Um shopping em Belém

Contrastam, em Belém, as ruas escuras com calçadas muito precárias, perto da praça da República, sem viv’alma a quem pedir uma informação nem restaurantes ou cafés onde sentar, com o Shopping iluminado de cor branco-azulada, repleto de gente, tendo ao meio um gigantesco símbolo natalino de dois andares. Não é conceitualmente distinto de nossas ruas em São Paulo ou no Rio, menos cuidadas que mereciam, repelindo suas gentes para os seguros e bem cuidados shopping centers. Mas em Belém a intensidade do contraste chama a atenção e faz pensar. Por que tanto investimos nos shoppings, e relativamente tão pouco nas ruas? Nós eu e você que fazemos compras. Nós BNDES que draga recursos públicos para erigir esses monstruosos prédios. Nós lojistas que nos deixamos levar pela ilusão da segurança e pela realidade do fluxo de gente. E, finalmente, nós empresários de shopping, que vão lá e metem as caras em investimentos lucrativos e certos.

Mas e quando a segurança falha, quando as câmeras e walkie-talkies não bastam? Aí chamam a polícia para descer o cacete. E levam a discussão para o cacete também, para a “luta de classe”, o preconceito da zelite, e coisa e tal, mesmo que tenham sido jovens e funcionários de classes média ou baixa as vítimas das confusões. Mas a discussão mais interessante seria aquela em torno da relação entre público e privado. Ou esses monstros urbanos (que eu frequento também) são públicos, ou são privados. Ou são lucrativos (e não precisam de financiamento público) ou precisam mostrar que são úteis socialmente, o que me parece difícil. Ou cuidam da segurança privadamente, ou devem ter suas regras submetidas às leis do país válidas para espaços públicos. E, se aceitarem a presença do público em suas dependências, devem tratá-lo com respeito ou aumentar bastante os gastos com as firmas de advocacia, pois os processos virão e eu particularmente espero que sejam bem custosos e estridentes.

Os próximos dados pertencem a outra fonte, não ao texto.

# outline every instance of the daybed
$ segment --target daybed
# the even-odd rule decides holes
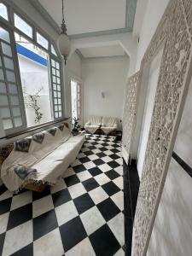
[[[84,129],[86,130],[86,131],[91,134],[98,133],[101,125],[101,116],[90,116],[87,123],[84,125]]]
[[[75,160],[84,138],[73,137],[62,124],[9,145],[11,152],[1,169],[4,184],[14,193],[23,188],[41,191],[47,184],[55,185]],[[3,154],[5,147],[0,151]]]
[[[97,125],[96,125],[96,124],[97,124]],[[84,125],[84,129],[90,133],[109,136],[116,135],[117,127],[117,118],[105,116],[90,117],[89,121]]]

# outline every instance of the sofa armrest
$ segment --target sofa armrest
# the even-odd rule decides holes
[[[84,126],[90,125],[90,122],[87,122]]]

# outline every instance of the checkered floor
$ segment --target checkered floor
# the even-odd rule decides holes
[[[86,136],[65,177],[43,193],[0,195],[2,255],[125,255],[123,160],[113,137]]]

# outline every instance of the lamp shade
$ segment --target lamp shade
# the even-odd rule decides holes
[[[61,33],[58,38],[57,44],[61,55],[63,55],[64,59],[66,60],[71,49],[69,38],[66,34]]]

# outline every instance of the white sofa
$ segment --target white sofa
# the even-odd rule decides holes
[[[101,127],[102,117],[101,116],[90,116],[87,123],[84,125],[84,129],[89,133],[94,134]]]
[[[86,131],[93,134],[114,135],[118,128],[118,119],[114,117],[90,116],[84,125]]]
[[[2,165],[4,184],[14,193],[22,188],[40,192],[47,184],[55,185],[74,161],[84,139],[83,134],[73,137],[62,124],[15,142]]]

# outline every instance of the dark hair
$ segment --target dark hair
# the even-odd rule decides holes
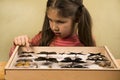
[[[48,0],[47,9],[50,7],[58,9],[59,15],[62,17],[74,17],[74,21],[78,23],[78,37],[80,42],[85,46],[94,46],[91,31],[91,16],[83,5],[83,0]],[[50,29],[47,11],[41,33],[40,45],[48,46],[54,38],[54,33]]]

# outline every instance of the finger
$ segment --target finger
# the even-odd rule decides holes
[[[20,40],[21,40],[21,45],[25,46],[25,38],[24,38],[24,36],[21,36]]]
[[[14,39],[13,43],[14,43],[15,46],[19,45],[19,43],[18,43],[18,37],[16,37],[16,38]]]
[[[28,36],[26,35],[24,38],[25,38],[25,43],[26,43],[25,46],[29,47],[30,44],[29,44],[29,38],[28,38]]]

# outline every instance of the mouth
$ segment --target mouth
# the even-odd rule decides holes
[[[54,32],[55,33],[55,35],[60,35],[61,33],[60,32]]]

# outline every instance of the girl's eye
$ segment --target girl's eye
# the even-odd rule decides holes
[[[65,23],[65,21],[57,21],[57,23],[61,23],[62,24],[62,23]]]

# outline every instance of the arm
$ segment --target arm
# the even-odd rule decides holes
[[[23,36],[22,36],[23,37]],[[20,37],[19,37],[20,38]],[[41,33],[38,33],[37,35],[35,35],[31,40],[29,40],[29,44],[31,46],[39,46],[39,43],[40,43],[40,38],[41,38]],[[24,41],[23,41],[24,42]],[[20,43],[20,44],[23,44],[23,43]],[[15,44],[15,40],[13,41],[13,46],[10,48],[10,52],[9,52],[9,57],[12,55],[15,47],[16,47],[17,44]],[[19,45],[21,46],[21,45]],[[24,45],[26,46],[26,45]]]

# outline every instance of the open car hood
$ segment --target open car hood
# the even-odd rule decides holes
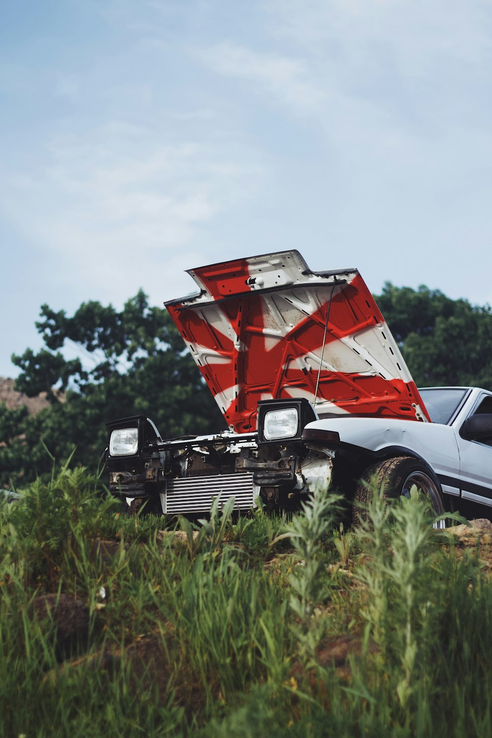
[[[227,424],[259,400],[305,397],[320,417],[430,421],[357,269],[311,272],[297,251],[188,270],[200,292],[166,303]]]

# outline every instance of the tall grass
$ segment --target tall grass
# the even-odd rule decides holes
[[[374,494],[354,532],[322,490],[288,522],[217,503],[174,529],[119,517],[80,469],[21,492],[0,503],[1,736],[492,735],[488,570],[417,495]],[[70,652],[46,593],[87,607]]]

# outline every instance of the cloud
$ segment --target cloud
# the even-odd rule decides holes
[[[299,114],[319,109],[325,97],[310,80],[302,59],[257,52],[230,41],[202,49],[198,56],[214,72],[246,80]]]
[[[103,287],[107,300],[150,285],[160,302],[179,286],[165,266],[189,268],[187,252],[206,261],[197,233],[254,196],[261,181],[254,154],[215,136],[170,142],[159,128],[114,120],[55,137],[44,165],[4,172],[0,208],[51,259],[69,261],[67,280]],[[167,292],[156,287],[156,266]],[[184,277],[178,292],[190,287]]]

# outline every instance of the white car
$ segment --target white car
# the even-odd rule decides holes
[[[418,390],[356,269],[313,272],[286,251],[189,273],[199,292],[166,306],[229,430],[164,440],[144,415],[107,424],[125,506],[193,516],[259,495],[296,509],[320,485],[364,501],[374,474],[393,495],[416,484],[438,514],[492,506],[492,393]]]

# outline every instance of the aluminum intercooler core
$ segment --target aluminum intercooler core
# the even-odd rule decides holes
[[[220,496],[220,507],[234,497],[235,510],[249,510],[256,506],[254,497],[258,492],[258,488],[253,485],[253,475],[245,472],[170,479],[166,482],[166,491],[161,493],[160,497],[165,514],[193,514],[208,512],[217,495]]]

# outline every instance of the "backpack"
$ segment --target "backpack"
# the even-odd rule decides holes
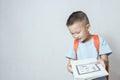
[[[93,41],[94,41],[94,46],[99,54],[99,49],[100,49],[99,37],[98,37],[98,35],[92,35],[92,37],[93,37]],[[74,40],[74,51],[76,54],[76,60],[78,60],[78,57],[77,57],[78,45],[79,45],[79,40],[78,39]],[[109,64],[106,66],[106,70],[109,72]],[[106,80],[109,80],[109,76],[106,76]]]

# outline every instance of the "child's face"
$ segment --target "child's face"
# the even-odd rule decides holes
[[[88,30],[89,27],[89,24],[83,25],[82,22],[77,21],[73,25],[68,26],[68,29],[75,39],[84,42],[90,35]]]

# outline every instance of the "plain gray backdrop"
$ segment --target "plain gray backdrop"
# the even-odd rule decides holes
[[[119,0],[0,0],[0,80],[72,80],[66,20],[84,11],[110,45],[110,80],[120,79]]]

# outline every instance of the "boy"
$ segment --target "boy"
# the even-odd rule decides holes
[[[70,73],[72,72],[72,67],[70,64],[71,60],[96,58],[97,63],[102,64],[104,67],[108,65],[108,55],[112,53],[107,42],[99,37],[100,48],[99,54],[94,46],[93,36],[89,32],[90,23],[87,15],[82,11],[73,12],[66,23],[71,35],[74,39],[79,40],[79,45],[77,52],[74,51],[74,44],[72,44],[69,53],[67,54],[68,64],[67,69]],[[106,77],[100,77],[93,80],[106,80]]]

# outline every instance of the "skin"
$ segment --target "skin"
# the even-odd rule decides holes
[[[68,29],[74,39],[79,39],[81,42],[86,43],[92,35],[89,33],[90,24],[83,24],[83,22],[76,21],[73,25],[69,25]],[[73,73],[71,62],[72,59],[68,60],[67,69],[70,73]],[[106,54],[100,55],[100,59],[96,62],[102,64],[105,67],[108,64],[108,56]]]

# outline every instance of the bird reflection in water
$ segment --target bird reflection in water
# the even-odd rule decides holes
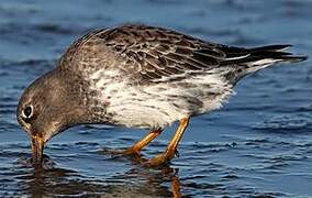
[[[118,156],[115,156],[118,157]],[[164,165],[147,168],[136,164],[145,161],[130,157],[133,168],[111,177],[101,178],[81,175],[77,170],[59,168],[53,160],[44,156],[43,165],[30,168],[31,160],[23,162],[27,174],[19,177],[21,191],[31,197],[60,196],[104,196],[104,197],[181,197],[178,169]],[[168,185],[167,185],[168,184]]]

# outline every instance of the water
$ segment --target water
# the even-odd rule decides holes
[[[105,152],[145,131],[81,125],[49,142],[45,167],[35,170],[15,121],[25,86],[89,30],[141,22],[230,45],[291,43],[311,57],[311,9],[310,0],[1,0],[0,197],[312,197],[311,59],[242,80],[223,109],[191,120],[166,168]],[[163,151],[175,127],[144,157]]]

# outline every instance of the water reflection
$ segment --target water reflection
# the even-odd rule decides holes
[[[137,163],[137,158],[130,158]],[[141,160],[145,161],[145,160]],[[20,163],[19,191],[30,197],[101,196],[101,197],[181,197],[178,169],[163,166],[146,168],[140,164],[108,177],[97,179],[73,169],[60,168],[49,158],[42,167],[32,167],[30,160]],[[82,163],[82,162],[81,162]],[[185,197],[185,196],[183,196]]]

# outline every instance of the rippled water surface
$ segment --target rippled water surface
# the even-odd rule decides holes
[[[243,79],[223,109],[191,120],[165,168],[105,152],[145,131],[81,125],[51,141],[35,170],[15,121],[25,86],[89,30],[140,22],[230,45],[291,43],[311,57],[311,10],[310,0],[0,0],[0,197],[312,197],[310,59]],[[175,127],[144,157],[163,151]]]

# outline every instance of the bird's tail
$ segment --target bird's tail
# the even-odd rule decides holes
[[[307,56],[297,56],[286,52],[291,45],[267,45],[255,48],[226,47],[223,51],[226,58],[221,66],[230,67],[226,79],[236,84],[242,77],[271,66],[276,63],[298,63],[307,59]]]
[[[296,56],[290,52],[286,52],[289,47],[291,45],[268,45],[250,48],[248,50],[249,56],[246,57],[243,65],[247,66],[247,73],[253,73],[276,63],[298,63],[308,58],[307,56]]]

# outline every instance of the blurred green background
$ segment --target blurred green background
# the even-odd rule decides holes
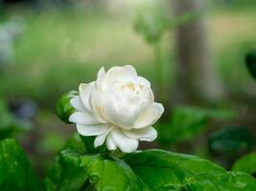
[[[159,9],[164,7],[164,11],[160,12],[167,13],[156,13],[156,17],[152,16],[155,12],[151,12],[154,11],[147,7],[151,0],[139,3],[148,11],[145,17],[143,11],[140,12],[136,9],[138,2],[139,0],[0,1],[0,96],[5,102],[2,113],[10,113],[16,118],[15,124],[21,124],[20,120],[23,121],[23,126],[24,120],[26,125],[29,123],[29,127],[25,128],[26,133],[18,134],[18,138],[30,154],[38,174],[45,174],[56,153],[76,131],[74,125],[63,124],[57,117],[55,106],[58,99],[62,94],[77,90],[80,83],[94,80],[98,70],[103,66],[108,69],[115,65],[131,64],[140,75],[152,82],[156,100],[164,102],[168,108],[162,122],[157,125],[158,132],[161,128],[168,129],[166,126],[172,126],[170,123],[173,126],[175,126],[174,123],[182,126],[180,124],[183,124],[183,119],[180,123],[169,120],[175,116],[175,108],[180,105],[224,109],[236,113],[234,117],[224,117],[226,113],[223,114],[224,117],[220,117],[209,114],[208,110],[189,110],[188,113],[186,110],[189,117],[199,114],[198,121],[203,121],[202,124],[207,129],[198,126],[197,121],[195,132],[198,133],[185,136],[191,138],[184,138],[184,141],[166,141],[164,144],[159,141],[152,145],[143,144],[142,148],[163,147],[197,154],[230,166],[233,158],[238,158],[238,155],[223,159],[221,155],[209,154],[209,135],[225,126],[239,126],[246,129],[250,136],[256,136],[256,82],[244,65],[244,54],[256,48],[255,1],[204,1],[203,6],[197,10],[199,16],[188,16],[188,19],[180,19],[180,23],[175,22],[174,17],[174,1],[158,1]],[[186,1],[183,3],[186,4]],[[166,27],[161,19],[168,22],[171,20],[171,27]],[[214,71],[210,70],[209,75],[218,79],[221,94],[212,98],[211,96],[214,95],[211,94],[202,97],[185,92],[185,96],[191,99],[180,101],[174,96],[182,94],[178,91],[179,83],[176,80],[180,70],[177,67],[180,60],[178,56],[182,58],[182,54],[177,53],[179,41],[176,39],[178,32],[182,32],[178,28],[189,25],[195,19],[203,21],[203,32],[207,41],[204,46],[210,54],[205,55],[203,52],[200,53],[206,56],[206,60],[210,60]],[[16,31],[13,35],[7,35],[12,34],[10,31],[7,32],[10,23],[13,28],[11,27],[12,30]],[[149,37],[147,32],[153,37]],[[202,38],[198,36],[197,39]],[[186,42],[191,41],[188,39]],[[188,53],[190,51],[185,52]],[[7,55],[9,53],[10,56]],[[183,55],[185,58],[186,53]],[[192,69],[184,67],[182,70]],[[202,68],[194,67],[194,70],[198,76],[203,74]],[[193,78],[186,77],[185,81]],[[202,89],[210,87],[215,92],[216,87],[207,81],[202,86]],[[203,95],[200,91],[195,89],[193,92]],[[217,114],[220,114],[219,110]],[[207,118],[207,124],[204,123],[204,117]],[[184,128],[194,126],[187,125]],[[203,133],[198,129],[204,129]],[[177,132],[172,130],[165,134]],[[16,135],[8,134],[12,137]],[[168,137],[166,135],[164,138]],[[246,144],[244,141],[243,143]]]

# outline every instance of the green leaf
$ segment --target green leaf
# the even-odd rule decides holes
[[[202,132],[210,119],[230,119],[234,116],[229,110],[176,107],[170,122],[159,124],[158,141],[161,144],[173,144],[189,140]]]
[[[56,112],[58,117],[66,123],[70,123],[68,118],[71,114],[75,112],[75,109],[70,105],[70,99],[78,96],[79,93],[71,91],[64,94],[57,103]]]
[[[250,151],[255,142],[244,128],[228,127],[212,133],[209,137],[209,150],[214,154],[235,155]]]
[[[255,190],[246,173],[226,172],[198,157],[162,150],[127,154],[124,160],[151,190]]]
[[[251,153],[239,159],[233,165],[232,170],[251,175],[256,173],[256,153]]]
[[[105,159],[99,154],[81,155],[65,150],[58,164],[56,172],[58,173],[45,180],[46,190],[150,190],[124,161]]]
[[[25,153],[11,138],[0,141],[0,190],[41,190]]]
[[[245,64],[251,76],[256,79],[256,50],[247,53]]]

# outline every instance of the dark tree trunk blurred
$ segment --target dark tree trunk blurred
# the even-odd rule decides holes
[[[218,99],[222,89],[217,77],[207,37],[204,0],[174,0],[175,16],[201,13],[176,28],[176,87],[177,103],[202,99]]]

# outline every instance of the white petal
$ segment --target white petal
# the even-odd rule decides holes
[[[98,146],[101,146],[104,144],[105,138],[107,134],[111,131],[112,128],[108,128],[106,132],[104,134],[97,136],[94,140],[94,148],[97,148]],[[110,149],[109,149],[110,150]]]
[[[146,127],[143,129],[122,130],[122,132],[128,138],[145,141],[152,141],[157,137],[157,132],[152,127]]]
[[[102,99],[98,90],[93,90],[89,97],[89,104],[93,116],[102,123],[106,123],[106,120],[104,118],[104,109],[102,107]]]
[[[80,112],[83,112],[86,109],[83,106],[83,103],[81,102],[81,100],[80,99],[80,96],[77,96],[75,97],[73,97],[72,99],[70,99],[70,104],[72,107],[74,107],[76,110],[80,111]]]
[[[138,81],[139,81],[139,83],[144,84],[148,88],[151,88],[151,82],[148,79],[146,79],[145,77],[138,76]]]
[[[148,127],[155,123],[164,112],[164,107],[161,103],[153,102],[152,107],[148,109],[145,113],[137,118],[134,129]]]
[[[99,124],[99,125],[81,125],[77,124],[78,132],[81,136],[99,136],[107,131],[107,124]]]
[[[104,77],[105,75],[105,68],[101,68],[101,70],[99,71],[98,74],[97,74],[97,80],[96,80],[96,85],[98,88],[101,89],[102,87],[102,82],[104,80]]]
[[[124,153],[130,153],[136,151],[139,141],[135,138],[130,138],[122,134],[119,128],[114,128],[109,136],[113,143]]]
[[[87,112],[76,112],[72,114],[69,117],[69,121],[84,125],[94,125],[100,123],[90,113]]]
[[[106,137],[106,147],[109,151],[116,150],[116,145],[110,136]]]
[[[89,104],[89,97],[91,96],[91,92],[95,87],[95,83],[91,82],[89,84],[81,83],[80,84],[79,91],[80,91],[80,98],[82,101],[84,107],[91,111],[90,104]]]

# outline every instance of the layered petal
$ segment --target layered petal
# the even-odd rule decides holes
[[[78,132],[81,136],[99,136],[107,131],[109,126],[107,124],[98,124],[98,125],[81,125],[77,124]]]
[[[91,112],[90,104],[89,104],[89,97],[91,96],[91,92],[95,87],[95,82],[91,82],[89,84],[81,83],[80,84],[79,91],[80,91],[80,98],[83,103],[84,107]]]
[[[94,89],[89,97],[89,105],[93,116],[102,123],[106,123],[104,117],[104,108],[102,105],[102,98],[97,89]]]
[[[107,134],[112,130],[112,127],[108,128],[104,134],[97,136],[94,140],[94,147],[97,148],[104,144]]]
[[[110,136],[106,137],[106,147],[109,151],[116,150],[116,145]]]
[[[95,125],[100,123],[99,120],[88,112],[76,112],[69,117],[69,121],[83,125]]]
[[[112,140],[111,143],[124,153],[130,153],[138,148],[139,141],[135,138],[128,138],[119,130],[119,128],[112,129],[109,136]]]
[[[96,79],[96,86],[99,88],[99,89],[102,89],[102,83],[103,83],[103,80],[105,78],[105,68],[101,68],[101,70],[99,71],[98,74],[97,74],[97,79]]]
[[[157,132],[152,127],[146,127],[143,129],[122,130],[122,132],[130,138],[138,140],[152,141],[157,137]]]
[[[139,116],[133,128],[140,129],[152,125],[160,118],[163,112],[163,105],[161,103],[153,102],[151,107]]]
[[[146,79],[145,77],[142,77],[142,76],[138,76],[138,82],[140,84],[144,84],[145,86],[147,86],[148,88],[151,88],[151,82]]]
[[[125,82],[125,81],[136,81],[137,72],[130,66],[127,65],[124,67],[112,67],[107,71],[105,76],[103,80],[103,89],[108,88],[116,82]]]

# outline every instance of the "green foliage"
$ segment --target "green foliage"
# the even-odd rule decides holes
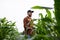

Claro que é difícil manter tudo isso em equilíbrio. Difícil estar aberto ao público e manter a ordem. E para manter esse equilíbrio difícil é que temos polícia, leis, imprensa livre, etc., essa coisa enfim chamada Estado a quem pagamos tributos. Mas os shoppings (e nós) acharam que dava pra escapar desses dilemas. Até agora, os shoppings venderam, acima de tudo, a ilusão da convivência com segurança, cobrando uma taxa de todos nós, inclusive, por meio de subsídios, dos que não podem frequentá-los. Ao invés de termos o trabalho de encher a paciência do nosso vereador, a quem vemos como um medíocre, um fracassado a quem não resta nada a não ser a falcatrua, e com quem não queremos ser vistos em público, íamos ao shopping pois lá tudo é cuidado, até os banheiros. Podíamos mijar serenamente sem nos imiscuir na política.

O que vão fazer exatamente os donos de shopping e as autoridades públicas eu não sei. Espero que seja algo minimamente racional e respeitoso aos frequentadores do shopping e ao contribuinte que paga os impostos, que não pode financiar uma segurança especial a um estabelecimento privado, em detrimento das ruas verdadeiramente públicas e dos lojistas que dão dinamismo ao espaço urbano, abrindo suas portas às ruas. Mas o que devíamos fazer todos nós é exigir do poder público ruas iluminadas, calçadas decentes e policiadas, e vigilância sanitária e inspeções de segurança em estabelecimentos comerciais. Aí pedestres e lojistas poderiam oferecer e se beneficiar do que há de melhor nessa cidade, mesmo que ela esteja, às vezes, aquém do nosso ideal, que certamente não é um Papai Noel de dois andares, banhado em luz azul e refrescado pelo ar condicionado.